Despite the Debtor's non-operative status and negative net worth, DJO Services, LLC ("DJO"), acquired all of the equity interests in May 2017 from the prior shareholders. DJO, with the cooperation of the Receiver and the Receiver's counsel, offered certain insurers a bankruptcy release not just of all pending and future asbestos plaintiffs, but also of contribution claims from non-settling insurers like Travelers.
On January 11, 2018, the Receiver, DJO, the Debtor and the settling insurers executed the Settlement Agreement and Release ("Settlement Agreement"). The Settlement Agreement provides for the "settling insurance companies" to be released from all future liability for any asbestos claim against Fraser's, in exchange for the settling insurers paying a sum. The Debtor has proposed a Chapter 11 plan creating a trust into which the insurers' payments would be deposited and from which the Receiver and his professionals would be paid significant fees.
DJO proposes using its power as Chapter 11 equity owner to appoint its owner, David Gordon, as the Trust's "Liquidating Trustee" and to personally appoint the professionals. The plan would give the first asbestos plaintiffs who file claims full payment of their claims until trust funds run out, with no reserve for later filing plaintiffs. The plan would have the two lawyers who participated in the negotiation of the Settlement Agreement appointed to a Trust Advisory Committee where they could assure their clients are among the first to have claims allowed.
On April 9, the Debtor filed for Chapter 11 bankruptcy despite no possibility of reorganization and no enterprise value to preserve. In a Chapter 11, the management for the debtor is the "trustee" of the estate and, subject to bankruptcy court approval, may propose professionals. Travelers filed a Motion to Convert the Chapter 11 case to a Chapter 7 case in an effort to involve an impartial Chapter 7 trustee to more equitably manage the estate.
On May 16, 2018, the bankruptcy court held a hearing and denied Travelers' motion to convert. The court made four general observations as follows:
Dkt. 18-1 at 69-70. The court concluded as follows:
Id. at 70-71.
Travelers filed the motion for leave to appeal shortly thereafter.

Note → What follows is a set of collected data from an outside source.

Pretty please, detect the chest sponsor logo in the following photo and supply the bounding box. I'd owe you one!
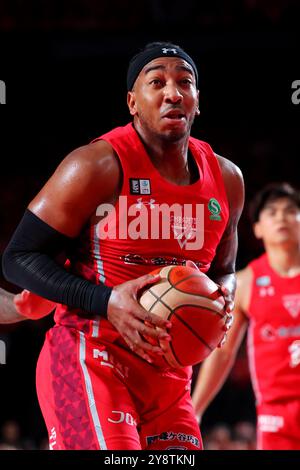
[129,178,151,195]
[208,198,222,221]
[283,294,300,318]
[122,253,203,268]
[260,324,277,341]
[260,323,300,341]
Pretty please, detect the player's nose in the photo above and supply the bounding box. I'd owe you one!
[163,83,183,103]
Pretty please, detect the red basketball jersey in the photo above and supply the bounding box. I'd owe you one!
[54,123,229,345]
[247,254,300,405]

The Court has jurisdiction to hear appeals from interlocutory orders of the bankruptcy court. 28 U.S.C. § 158(a)(3). The standards for granting leave to appeal are "set forth in 28 U.S.C. § 1292(b), which concerns the taking of interlocutory appeals from the district court to the court of appeals." In re Roderick Timber Co., 185 B.R. 601, 604 (B.A.P. 9th Cir. 1995). The Court should consider "whether the order on appeal involves a controlling question of law as to which there is a substantial ground for difference of opinion and whether an immediate appeal may materially advance the ultimate termination of the litigation." Id. However, leave to appeal should "be used only in exceptional situations in which allowing an interlocutory appeal would avoid protracted and expensive litigation." In re Cement Antitrust Litig. (MDL No. 296), 673 F.2d 1020, 1026 (9th Cir. 1981), aff'd sub nom. Arizona v. Ash Grove Cement Co., 459 U.S. 1190 (1983).
In this case, Travelers fails to show that the denial of its motion to convert is an exceptional circumstance that involves a controlling question of law. An order regarding conversion of a case is reviewed for abuse of discretion. In re Lavesque, 473 B.R. 331, 335 (B.A.P. 9th Cir. 2012) (citations omitted). Travelers fails to establish that review of the bankruptcy court's exercise of discretion will materially advance the outcome of the litigation. Instead, Travelers relies on the theory that this Court concluding that the bankruptcy court abused its discretion will alter the distribution of proceeds to the Debtor's creditors. On this note, the bankruptcy court cautioned the parties as follows:
Dkt. 18-1 at 71. Thus, Travelers' main concern of the distribution of assets will be closely monitored by the bankruptcy court, which alleviates any concern that review of the interlocutory order will materially advance the litigation. The litigation will proceed before a court that is mindful of wasting assets regardless of whether it is a Chapter 7 or Chapter 11. As such, the Court finds no need to review the bankruptcy's court finding that Travelers has failed to establish cause to convert the matter.